関節: 肩関節, 股関節
スポーツ: 野球, バスケットボール
野球
野球でよく起きる疾患について紹介します。
投球障害肩、野球肩
投球障害肩は総称での呼び方で、実際には様々な障害が起きています。オーバヘッド動作で必要な機能改善を行います。
多くは姿勢の問題があり、胸椎の後弯を伴った姿勢不良(猫背)が影響します。
また、胸椎との関係性が強い胸郭(肋骨)の動きや、肩甲骨の動き、筋力の改善、肩関節の安定性に必要なインナーマッスルのトレーニングを中心に行います。

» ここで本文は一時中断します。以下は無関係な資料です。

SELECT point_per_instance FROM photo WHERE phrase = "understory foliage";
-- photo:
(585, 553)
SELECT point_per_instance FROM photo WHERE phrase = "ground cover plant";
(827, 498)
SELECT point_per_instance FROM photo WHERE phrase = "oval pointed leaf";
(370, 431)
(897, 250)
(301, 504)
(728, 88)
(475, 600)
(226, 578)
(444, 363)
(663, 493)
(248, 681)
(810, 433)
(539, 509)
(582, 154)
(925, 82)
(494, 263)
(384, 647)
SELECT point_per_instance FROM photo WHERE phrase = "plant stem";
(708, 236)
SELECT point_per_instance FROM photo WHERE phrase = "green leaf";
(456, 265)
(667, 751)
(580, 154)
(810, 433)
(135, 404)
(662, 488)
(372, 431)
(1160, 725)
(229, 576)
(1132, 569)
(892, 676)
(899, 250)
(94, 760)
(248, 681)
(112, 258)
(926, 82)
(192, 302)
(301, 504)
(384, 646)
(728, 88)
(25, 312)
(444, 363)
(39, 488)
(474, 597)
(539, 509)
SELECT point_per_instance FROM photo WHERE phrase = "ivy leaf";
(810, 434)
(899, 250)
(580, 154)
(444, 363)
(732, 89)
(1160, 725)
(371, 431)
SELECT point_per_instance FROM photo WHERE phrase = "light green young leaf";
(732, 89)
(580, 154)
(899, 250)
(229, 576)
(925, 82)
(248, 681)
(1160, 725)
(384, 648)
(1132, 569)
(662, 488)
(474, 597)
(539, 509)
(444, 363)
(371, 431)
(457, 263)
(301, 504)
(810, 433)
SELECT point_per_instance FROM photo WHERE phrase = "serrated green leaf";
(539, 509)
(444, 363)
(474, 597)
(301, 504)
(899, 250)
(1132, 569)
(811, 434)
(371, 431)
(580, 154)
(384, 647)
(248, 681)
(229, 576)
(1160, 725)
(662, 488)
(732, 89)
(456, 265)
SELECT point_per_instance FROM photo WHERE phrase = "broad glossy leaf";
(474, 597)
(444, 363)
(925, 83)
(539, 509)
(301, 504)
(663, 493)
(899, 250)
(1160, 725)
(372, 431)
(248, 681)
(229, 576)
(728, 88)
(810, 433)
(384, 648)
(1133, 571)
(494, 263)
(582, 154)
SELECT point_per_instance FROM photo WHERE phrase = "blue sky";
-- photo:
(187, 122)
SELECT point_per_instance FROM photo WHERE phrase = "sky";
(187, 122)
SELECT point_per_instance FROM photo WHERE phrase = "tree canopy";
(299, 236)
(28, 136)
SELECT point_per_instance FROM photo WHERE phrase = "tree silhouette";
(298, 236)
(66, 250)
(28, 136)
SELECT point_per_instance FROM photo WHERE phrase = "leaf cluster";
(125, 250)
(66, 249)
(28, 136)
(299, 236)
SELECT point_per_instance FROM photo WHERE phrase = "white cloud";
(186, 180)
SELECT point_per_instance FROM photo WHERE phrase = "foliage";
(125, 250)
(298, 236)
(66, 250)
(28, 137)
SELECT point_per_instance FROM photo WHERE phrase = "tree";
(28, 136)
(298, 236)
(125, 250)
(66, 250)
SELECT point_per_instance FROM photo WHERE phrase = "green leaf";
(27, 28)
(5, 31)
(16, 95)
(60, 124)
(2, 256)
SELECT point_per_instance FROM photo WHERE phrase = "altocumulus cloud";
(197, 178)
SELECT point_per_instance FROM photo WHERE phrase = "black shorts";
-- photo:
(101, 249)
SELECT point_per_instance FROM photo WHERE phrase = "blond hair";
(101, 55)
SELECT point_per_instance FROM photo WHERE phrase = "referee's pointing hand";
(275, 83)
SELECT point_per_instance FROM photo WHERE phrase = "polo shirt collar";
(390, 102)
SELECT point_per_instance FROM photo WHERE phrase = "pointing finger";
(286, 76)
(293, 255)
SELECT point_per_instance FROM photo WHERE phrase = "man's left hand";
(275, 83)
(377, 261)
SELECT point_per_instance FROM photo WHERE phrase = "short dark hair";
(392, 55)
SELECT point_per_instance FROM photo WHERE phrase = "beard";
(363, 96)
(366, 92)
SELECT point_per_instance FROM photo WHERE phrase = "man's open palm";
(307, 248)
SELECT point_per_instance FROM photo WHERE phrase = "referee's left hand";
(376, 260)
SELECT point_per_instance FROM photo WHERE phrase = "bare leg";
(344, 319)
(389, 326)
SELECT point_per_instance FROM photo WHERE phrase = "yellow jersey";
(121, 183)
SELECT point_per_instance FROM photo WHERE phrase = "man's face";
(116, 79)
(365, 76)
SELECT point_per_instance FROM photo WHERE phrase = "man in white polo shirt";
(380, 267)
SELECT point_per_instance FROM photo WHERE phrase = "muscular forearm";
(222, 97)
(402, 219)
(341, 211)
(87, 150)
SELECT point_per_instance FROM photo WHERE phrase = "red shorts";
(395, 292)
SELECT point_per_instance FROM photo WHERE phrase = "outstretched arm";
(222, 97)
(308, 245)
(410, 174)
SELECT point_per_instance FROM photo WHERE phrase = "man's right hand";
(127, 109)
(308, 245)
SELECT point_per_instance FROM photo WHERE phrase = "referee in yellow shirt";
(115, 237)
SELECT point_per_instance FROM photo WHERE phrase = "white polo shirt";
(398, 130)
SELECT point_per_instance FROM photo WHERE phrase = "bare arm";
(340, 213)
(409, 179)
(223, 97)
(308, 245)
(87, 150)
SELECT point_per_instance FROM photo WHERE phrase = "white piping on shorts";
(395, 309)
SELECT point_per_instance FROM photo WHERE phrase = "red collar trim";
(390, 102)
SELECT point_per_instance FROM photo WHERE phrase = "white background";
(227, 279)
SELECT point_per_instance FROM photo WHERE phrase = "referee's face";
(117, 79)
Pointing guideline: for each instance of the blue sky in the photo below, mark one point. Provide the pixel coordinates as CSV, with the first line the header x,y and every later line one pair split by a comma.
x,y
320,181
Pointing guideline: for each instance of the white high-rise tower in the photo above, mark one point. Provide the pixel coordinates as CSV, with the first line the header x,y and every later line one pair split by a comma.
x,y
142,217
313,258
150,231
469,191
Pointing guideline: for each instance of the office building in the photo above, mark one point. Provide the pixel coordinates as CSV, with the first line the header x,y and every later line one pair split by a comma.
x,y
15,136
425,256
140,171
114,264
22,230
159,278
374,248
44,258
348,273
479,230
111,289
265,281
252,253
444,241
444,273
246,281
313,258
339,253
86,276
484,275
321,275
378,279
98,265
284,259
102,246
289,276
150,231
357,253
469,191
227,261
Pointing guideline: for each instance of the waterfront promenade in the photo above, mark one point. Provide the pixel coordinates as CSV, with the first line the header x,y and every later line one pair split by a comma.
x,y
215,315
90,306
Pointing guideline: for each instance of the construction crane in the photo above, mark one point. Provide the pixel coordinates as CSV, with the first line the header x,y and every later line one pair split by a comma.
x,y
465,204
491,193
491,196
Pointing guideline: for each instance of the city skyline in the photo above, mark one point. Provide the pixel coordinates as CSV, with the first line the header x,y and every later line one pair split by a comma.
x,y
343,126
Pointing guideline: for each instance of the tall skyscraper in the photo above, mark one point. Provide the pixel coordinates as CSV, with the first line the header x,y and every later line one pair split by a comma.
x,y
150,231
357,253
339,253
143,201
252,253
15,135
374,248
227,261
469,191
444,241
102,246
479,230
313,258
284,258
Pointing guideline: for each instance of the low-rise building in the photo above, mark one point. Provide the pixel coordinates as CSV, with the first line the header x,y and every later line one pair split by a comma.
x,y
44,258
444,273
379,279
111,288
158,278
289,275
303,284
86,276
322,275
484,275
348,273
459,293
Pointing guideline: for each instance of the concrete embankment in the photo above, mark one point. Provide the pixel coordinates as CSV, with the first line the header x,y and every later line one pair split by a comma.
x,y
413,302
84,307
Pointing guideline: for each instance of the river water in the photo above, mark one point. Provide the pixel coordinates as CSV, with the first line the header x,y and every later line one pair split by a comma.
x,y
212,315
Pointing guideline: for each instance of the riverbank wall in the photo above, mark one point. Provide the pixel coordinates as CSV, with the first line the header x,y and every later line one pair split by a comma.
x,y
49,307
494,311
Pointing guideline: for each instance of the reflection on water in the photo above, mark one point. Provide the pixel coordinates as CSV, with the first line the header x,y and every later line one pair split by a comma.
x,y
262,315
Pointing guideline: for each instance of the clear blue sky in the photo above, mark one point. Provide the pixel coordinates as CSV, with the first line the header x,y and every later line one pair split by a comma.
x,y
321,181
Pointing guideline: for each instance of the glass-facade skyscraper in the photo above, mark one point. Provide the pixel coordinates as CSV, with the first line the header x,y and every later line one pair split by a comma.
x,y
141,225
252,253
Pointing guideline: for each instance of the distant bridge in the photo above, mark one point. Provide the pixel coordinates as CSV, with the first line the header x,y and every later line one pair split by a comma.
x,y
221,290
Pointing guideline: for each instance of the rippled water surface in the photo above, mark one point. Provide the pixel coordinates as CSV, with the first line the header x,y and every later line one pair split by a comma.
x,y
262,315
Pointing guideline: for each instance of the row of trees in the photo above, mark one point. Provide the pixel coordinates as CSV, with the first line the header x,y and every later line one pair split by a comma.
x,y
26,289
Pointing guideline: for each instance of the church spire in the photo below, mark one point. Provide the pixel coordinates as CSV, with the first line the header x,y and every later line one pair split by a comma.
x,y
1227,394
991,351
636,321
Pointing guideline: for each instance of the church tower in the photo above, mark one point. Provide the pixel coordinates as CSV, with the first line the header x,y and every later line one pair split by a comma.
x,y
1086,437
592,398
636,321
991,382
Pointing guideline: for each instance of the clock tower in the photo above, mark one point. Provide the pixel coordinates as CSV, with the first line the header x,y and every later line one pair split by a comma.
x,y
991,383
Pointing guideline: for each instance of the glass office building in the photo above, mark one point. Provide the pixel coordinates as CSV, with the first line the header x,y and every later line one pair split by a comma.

一般的には特定の動作で疼痛がなくなれば競技復帰を考えます。
インピンジメント症候群
インピンジメントとは「衝突、挟み込み」という意味をさし、肩関節周辺の組織が骨と骨とでインピンジしているときに痛みを発することを言います。どことどこと部位でインピンジメントしているかで病名も病態も変わります
〇肩峰下インピンジメント症候群
肩関節上方でインナーマッスル(棘上筋腱)や軟部組織(肩峰下滑液包)が肩甲骨・靭帯と上腕骨の間に挟み込まれて発生します。投球フォームではトップの位置、いわゆるしなりを作るフェーズで痛みを訴えることが多いです。
●インターナルインピンジメント症候群
インナーマッスル(棘上筋・棘下筋)が肩関節にある軟骨(関節唇)に接触したり、挟み込まれることで肩後上方付近に痛みが発生します。投球フォームではしなりを作るフェーズからリリースに向けた加速をする位置での疼痛を訴えることが多いです。
腱板損傷・腱板断裂
肩関節を守る腱板が繰り返しのインピンジメントによる摩耗で損傷を受けます。棘上筋、棘下筋が多く損傷します。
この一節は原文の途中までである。